Action Plan
Engage with the broader business community to promote racial equity.
Engage with the broader business community to promote racial equity.
Harvard Business School is fortunate to have an impact far beyond its campus and the students we educate in our own programs. Our work, behavior, and actions influence the practices of the broader business community of managers, scholars, and educators. We therefore have both an opportunity and a responsibility to encourage the pursuit of racial equity widely and strongly. We are also aware, however, that our own shortcomings leave us with limited expertise or moral authority to teach other organizations how to approach racial matters. Our initial actions in the broader business community are therefore focused on learning from and alongside others rather than taking the lead on advising or instructing others.
In the short run, our business engagement efforts will focus on:
- reviewing our own purchasing to make sure that our vendors include a greater share of Black-owned businesses (including advising Black-owned businesses on how to become HBS vendors);
- enabling and encouraging companies that recruit at HBS to reveal how well they are performing on diversity metrics; and
- developing Executive Education programs that serve the needs of Black leaders (see section 3).
As HBS’s knowledge and credibility on matters of race grow, we will use the Racial Equity Initiative to take more action in the broader business community. We are considering, for instance:
- Convening roundtables of Black executives and allied leadership to deepen our understanding of best practices for creating and managing a diverse workforce.

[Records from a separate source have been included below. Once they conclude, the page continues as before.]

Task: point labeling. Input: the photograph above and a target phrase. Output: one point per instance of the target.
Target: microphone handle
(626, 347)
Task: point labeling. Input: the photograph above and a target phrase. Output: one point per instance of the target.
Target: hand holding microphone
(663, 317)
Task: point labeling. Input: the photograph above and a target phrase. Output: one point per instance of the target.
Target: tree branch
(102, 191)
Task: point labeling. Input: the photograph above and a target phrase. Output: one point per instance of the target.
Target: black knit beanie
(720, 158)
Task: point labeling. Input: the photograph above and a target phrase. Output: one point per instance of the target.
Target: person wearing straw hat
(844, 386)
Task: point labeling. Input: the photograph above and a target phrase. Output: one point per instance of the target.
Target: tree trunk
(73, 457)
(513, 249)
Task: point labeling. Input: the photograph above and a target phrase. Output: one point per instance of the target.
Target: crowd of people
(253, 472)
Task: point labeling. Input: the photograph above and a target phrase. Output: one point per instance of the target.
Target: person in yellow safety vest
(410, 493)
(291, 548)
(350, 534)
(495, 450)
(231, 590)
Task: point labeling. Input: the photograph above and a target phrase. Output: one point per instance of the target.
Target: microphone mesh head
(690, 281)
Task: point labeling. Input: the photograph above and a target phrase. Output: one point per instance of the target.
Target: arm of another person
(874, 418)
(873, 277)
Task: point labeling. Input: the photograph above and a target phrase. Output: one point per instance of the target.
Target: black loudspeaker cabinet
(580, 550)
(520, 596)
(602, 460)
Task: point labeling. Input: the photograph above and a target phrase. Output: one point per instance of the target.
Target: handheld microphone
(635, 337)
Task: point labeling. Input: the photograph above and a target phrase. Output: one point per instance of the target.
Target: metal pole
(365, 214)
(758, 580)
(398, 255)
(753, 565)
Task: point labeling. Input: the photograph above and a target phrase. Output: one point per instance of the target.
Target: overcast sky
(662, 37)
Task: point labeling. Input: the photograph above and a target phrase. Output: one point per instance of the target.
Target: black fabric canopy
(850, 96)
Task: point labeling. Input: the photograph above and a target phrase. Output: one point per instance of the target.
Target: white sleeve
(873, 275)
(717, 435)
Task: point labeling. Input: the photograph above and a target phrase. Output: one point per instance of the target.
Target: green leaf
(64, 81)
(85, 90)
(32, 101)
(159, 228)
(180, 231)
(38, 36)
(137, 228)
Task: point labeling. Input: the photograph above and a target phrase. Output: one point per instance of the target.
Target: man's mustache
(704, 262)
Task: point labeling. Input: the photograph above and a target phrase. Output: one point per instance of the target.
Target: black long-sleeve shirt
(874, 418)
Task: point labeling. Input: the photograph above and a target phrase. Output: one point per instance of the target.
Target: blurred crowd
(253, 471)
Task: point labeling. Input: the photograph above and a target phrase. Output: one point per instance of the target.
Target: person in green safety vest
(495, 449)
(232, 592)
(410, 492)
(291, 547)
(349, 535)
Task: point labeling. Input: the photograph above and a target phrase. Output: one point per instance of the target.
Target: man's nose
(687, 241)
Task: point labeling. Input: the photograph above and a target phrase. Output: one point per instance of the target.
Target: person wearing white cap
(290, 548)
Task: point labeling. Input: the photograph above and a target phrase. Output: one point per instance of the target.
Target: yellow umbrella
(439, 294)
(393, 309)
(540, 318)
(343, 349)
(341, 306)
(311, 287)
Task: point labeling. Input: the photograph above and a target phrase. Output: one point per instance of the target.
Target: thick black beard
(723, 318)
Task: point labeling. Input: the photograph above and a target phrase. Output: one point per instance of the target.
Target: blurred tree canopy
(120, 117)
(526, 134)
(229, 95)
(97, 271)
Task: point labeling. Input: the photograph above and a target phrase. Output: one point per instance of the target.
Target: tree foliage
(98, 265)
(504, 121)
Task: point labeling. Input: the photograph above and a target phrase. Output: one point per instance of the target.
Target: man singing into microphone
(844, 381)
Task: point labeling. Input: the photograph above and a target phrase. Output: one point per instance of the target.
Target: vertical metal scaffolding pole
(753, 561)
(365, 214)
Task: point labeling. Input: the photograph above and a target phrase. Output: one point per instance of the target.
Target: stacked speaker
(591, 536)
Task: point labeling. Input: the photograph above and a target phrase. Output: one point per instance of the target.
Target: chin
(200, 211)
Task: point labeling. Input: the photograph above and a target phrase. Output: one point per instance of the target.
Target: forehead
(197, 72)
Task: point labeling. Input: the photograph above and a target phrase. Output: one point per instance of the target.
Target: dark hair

- Creating a “playbook” that captures best practices for creating and managing a diverse workforce. This playbook would be a living document, updated as the world evolves. It would help Harvard Business School and other organizations focus on the metrics that matter in attracting, hiring, and retaining a diverse workforce and ensuring their Boards of Directors are equally diverse.
- Creating published content or advisory services that help Black entrepreneurs succeed and grow their businesses.
- Working with local government, companies, nonprofits, and other institutions to make Boston, our hometown, a more racially equitable city.